Kneeling is also misconduct if the player is a homosexual and is sexually harassing or taunting a heterosexual teammate.
Then, too, a player bantering with a teammate in the locker room can use “the bird” without offense.
Well, yes. The two things are dissimilar because one of them is almost certain to be considered "misconduct" in a legal proceeding -- while the other one is not likely to meet any objective definition of "misconduct."
This is why written rules are so critical in any labor dispute. Labor law does not look kindly on any type of disciplinary measures that can be construed as being arbitrary in nature. Without documented rules in place, a player who kneels during the national anthem is likely to be considered no less respectful than one who closes his eyes or looks down at the ground.

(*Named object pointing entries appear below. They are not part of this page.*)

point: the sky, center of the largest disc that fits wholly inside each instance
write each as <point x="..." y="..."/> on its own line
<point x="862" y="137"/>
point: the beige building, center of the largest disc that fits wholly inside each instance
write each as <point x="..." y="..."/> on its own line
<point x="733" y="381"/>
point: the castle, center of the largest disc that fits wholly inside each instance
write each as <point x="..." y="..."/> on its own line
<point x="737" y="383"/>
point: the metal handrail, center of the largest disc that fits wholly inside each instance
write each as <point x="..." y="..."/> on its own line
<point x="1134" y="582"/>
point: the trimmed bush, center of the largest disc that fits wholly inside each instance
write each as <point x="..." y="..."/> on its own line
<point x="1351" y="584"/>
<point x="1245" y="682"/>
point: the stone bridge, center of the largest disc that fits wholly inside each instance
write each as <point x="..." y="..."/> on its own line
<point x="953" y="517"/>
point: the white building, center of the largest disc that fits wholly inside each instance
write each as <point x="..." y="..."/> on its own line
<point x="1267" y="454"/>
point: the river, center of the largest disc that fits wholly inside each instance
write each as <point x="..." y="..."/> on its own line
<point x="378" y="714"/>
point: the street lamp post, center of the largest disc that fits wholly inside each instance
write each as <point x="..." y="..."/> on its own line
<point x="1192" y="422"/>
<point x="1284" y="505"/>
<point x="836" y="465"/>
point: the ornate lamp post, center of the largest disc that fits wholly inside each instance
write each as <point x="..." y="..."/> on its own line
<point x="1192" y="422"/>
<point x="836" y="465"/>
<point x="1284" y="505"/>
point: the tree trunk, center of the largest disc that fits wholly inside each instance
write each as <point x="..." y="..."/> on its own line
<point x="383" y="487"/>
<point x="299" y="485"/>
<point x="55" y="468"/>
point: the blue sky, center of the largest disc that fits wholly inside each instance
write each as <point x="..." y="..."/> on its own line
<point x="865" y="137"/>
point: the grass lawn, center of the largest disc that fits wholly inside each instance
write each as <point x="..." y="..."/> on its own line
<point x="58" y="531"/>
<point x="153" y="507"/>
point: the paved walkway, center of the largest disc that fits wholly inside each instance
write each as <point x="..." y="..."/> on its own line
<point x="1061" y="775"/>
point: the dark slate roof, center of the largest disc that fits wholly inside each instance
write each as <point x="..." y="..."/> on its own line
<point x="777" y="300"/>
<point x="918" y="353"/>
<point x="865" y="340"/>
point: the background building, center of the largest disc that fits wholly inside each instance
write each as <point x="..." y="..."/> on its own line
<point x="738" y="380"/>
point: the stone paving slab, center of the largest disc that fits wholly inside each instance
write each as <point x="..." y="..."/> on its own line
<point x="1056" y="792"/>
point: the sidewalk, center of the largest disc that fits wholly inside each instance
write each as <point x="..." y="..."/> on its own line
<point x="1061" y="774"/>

The problem is consistency of situation. Flipping the bird is always the same message, a message that is not generally considered protected speech in most employment circumstances. Kneeling is not. Tebow kneeled during the anthem through his whole career. Now he was kneeling in prayer not in protest, but it immediately shows the problem with trying to say kneeling is bad. It’s a certain type of kneeling with a certain intent which players could easily nuance, especially if goes to court. Unless behavior during the anthem is codified in the rulebook and CBA (which is only the case in the NBA) trying to after the fact declare some behavior misconduct is doomed.